The following error codes are defined:
0x01 |
No party listening at that address or port. |
0x02 |
No such session found. |
0x03 |
SP protocol ID invalid. |
0x04 |
Generic protocol error. |
0x05 |
Message size too big. |
0xff |
Other uncategorized error. |
Implementations MUST discard any session state upon receiving an ERR
message. These messages are not acknowledged.
Message Reassembly
Implementations MUST accept and reassemble fragmented DATA
messages.
Implementations MUST discard fragmented messages of other types.
Messages larger than the ZeroTier MTU MUST be fragmented.

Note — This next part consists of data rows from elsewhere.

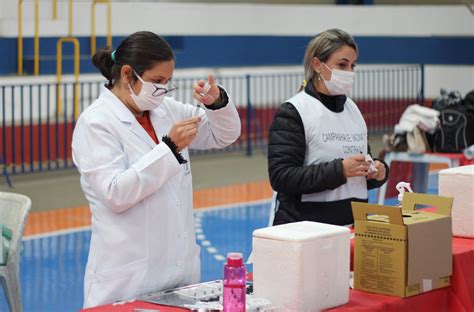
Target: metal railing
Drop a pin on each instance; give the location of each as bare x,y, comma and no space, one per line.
35,135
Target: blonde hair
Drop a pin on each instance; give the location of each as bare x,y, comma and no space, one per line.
323,46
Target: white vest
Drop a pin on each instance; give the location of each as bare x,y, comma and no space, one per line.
331,135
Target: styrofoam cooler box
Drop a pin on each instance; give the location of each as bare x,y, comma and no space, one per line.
458,182
302,266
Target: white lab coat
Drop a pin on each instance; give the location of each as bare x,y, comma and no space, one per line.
140,196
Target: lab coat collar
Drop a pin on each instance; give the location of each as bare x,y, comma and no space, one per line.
119,109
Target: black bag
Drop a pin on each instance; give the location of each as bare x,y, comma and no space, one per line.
456,130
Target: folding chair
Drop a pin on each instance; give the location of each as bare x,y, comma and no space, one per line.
14,209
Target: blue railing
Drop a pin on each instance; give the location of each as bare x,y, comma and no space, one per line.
36,134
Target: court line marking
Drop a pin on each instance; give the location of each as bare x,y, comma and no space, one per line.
196,213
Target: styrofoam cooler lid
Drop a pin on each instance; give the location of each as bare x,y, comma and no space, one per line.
464,170
300,231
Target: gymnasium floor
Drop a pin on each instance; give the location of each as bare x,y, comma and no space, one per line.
57,242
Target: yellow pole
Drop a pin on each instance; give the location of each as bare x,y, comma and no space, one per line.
36,60
93,48
20,38
109,24
70,18
55,9
59,72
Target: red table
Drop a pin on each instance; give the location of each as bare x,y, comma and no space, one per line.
459,297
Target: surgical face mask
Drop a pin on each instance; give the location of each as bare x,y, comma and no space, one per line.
151,95
341,81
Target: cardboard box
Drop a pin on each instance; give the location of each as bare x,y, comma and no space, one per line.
402,251
302,266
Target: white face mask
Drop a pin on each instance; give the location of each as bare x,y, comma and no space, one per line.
341,81
151,95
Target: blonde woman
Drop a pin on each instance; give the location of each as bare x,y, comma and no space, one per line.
318,147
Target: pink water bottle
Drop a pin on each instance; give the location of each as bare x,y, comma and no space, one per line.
234,283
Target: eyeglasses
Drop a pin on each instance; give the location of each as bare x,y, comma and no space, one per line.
160,89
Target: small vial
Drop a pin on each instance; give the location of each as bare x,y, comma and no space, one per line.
205,88
234,283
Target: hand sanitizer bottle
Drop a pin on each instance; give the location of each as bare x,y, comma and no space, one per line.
234,283
401,188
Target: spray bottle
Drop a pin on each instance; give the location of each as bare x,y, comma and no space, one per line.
401,188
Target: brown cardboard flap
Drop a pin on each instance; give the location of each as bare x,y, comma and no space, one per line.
429,250
443,204
361,210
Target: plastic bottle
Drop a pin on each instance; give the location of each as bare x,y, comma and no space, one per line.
401,188
234,283
469,152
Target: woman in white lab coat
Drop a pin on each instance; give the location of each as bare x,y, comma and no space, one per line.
131,149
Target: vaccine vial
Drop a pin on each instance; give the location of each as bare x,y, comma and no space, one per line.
234,283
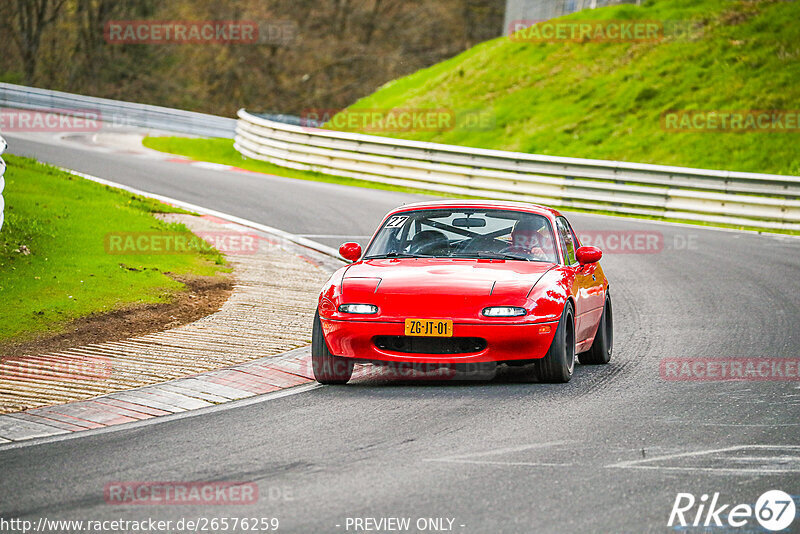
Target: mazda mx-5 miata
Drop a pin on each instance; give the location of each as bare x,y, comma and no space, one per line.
466,282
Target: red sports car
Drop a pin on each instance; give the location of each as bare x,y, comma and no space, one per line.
462,282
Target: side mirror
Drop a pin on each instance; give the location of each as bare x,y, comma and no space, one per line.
588,255
350,251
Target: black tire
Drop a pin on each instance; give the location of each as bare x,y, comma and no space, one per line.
559,362
328,369
603,344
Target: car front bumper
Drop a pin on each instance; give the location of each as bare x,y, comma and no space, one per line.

Implementations SHOULD limit the number of unassembled messages retained for reassembly, to minimize the likelihood of intentional abuse. It is suggested that at most 2 unassembled messages be retained. It is further suggested that if 2 or more unfragmented messages arrive before a message is reassembled, or more than 5 seconds pass before the reassembly is complete, that the unassembled fragments be discarded.
Ports
The port numbers are 24-bit fields, allowing a single ZTID to service multiple application layer protocols, which could be treated as separate end points, or as separate sockets in the application. The implementation is responsible for discriminating on these and delivering to the appropriate consumer.
As with UDP or TCP, it is intended that each party have its own port number, and that a pair of ports (combined with ZeroTier IDs) be used to identify a single conversation.
An SP server SHOULD allocate a port for number advertisement. It is expected clients will generate ephemeral port numbers.
Implementations are free to choose how to allocate port numbers, but it is RECOMMENDED that administratively configured port numbers are small, with the high order bit clear, and that numbers larger than 223 (high order bit set) be used for ephemeral allocations.
It is RECOMMENDED that separate short queues (perhaps just one or two messages long) be kept per local port in implementations, to prevent head-of-line blocking issues where backpressure on one consumer (perhaps just a single thread or socket) blocks others.
URI Format
The URI scheme used to represent ZeroTier addresses makes use of ZeroTier IDs, ZeroTier network IDs, and our own 24-bit ports.
The format SHALL be zt://ztid.nwid:port
, where the nwid
component represents the 64-bit hexadecimal ZeroTier network ID,
the ztid
represents the 40-bit hexadecimal ZeroTier Device ID,
and the port
is the 24-bit port number (decimal) previously described.
An implementation MAY allow the ztid
0 be replaced with *
to
indicate that the node’s local ZTID be used.
An implementation MAY permit the use of port number of 0 when listening, to indicate that a random ephemeral port should be chosen.
Security Considerations
The mapping isn’t intended to provide any additional security beyond that provided by ZeroTier itself. Managing the key materials used by ZeroTier is implementation-specific, and they must take the appropriate care when dealing with them.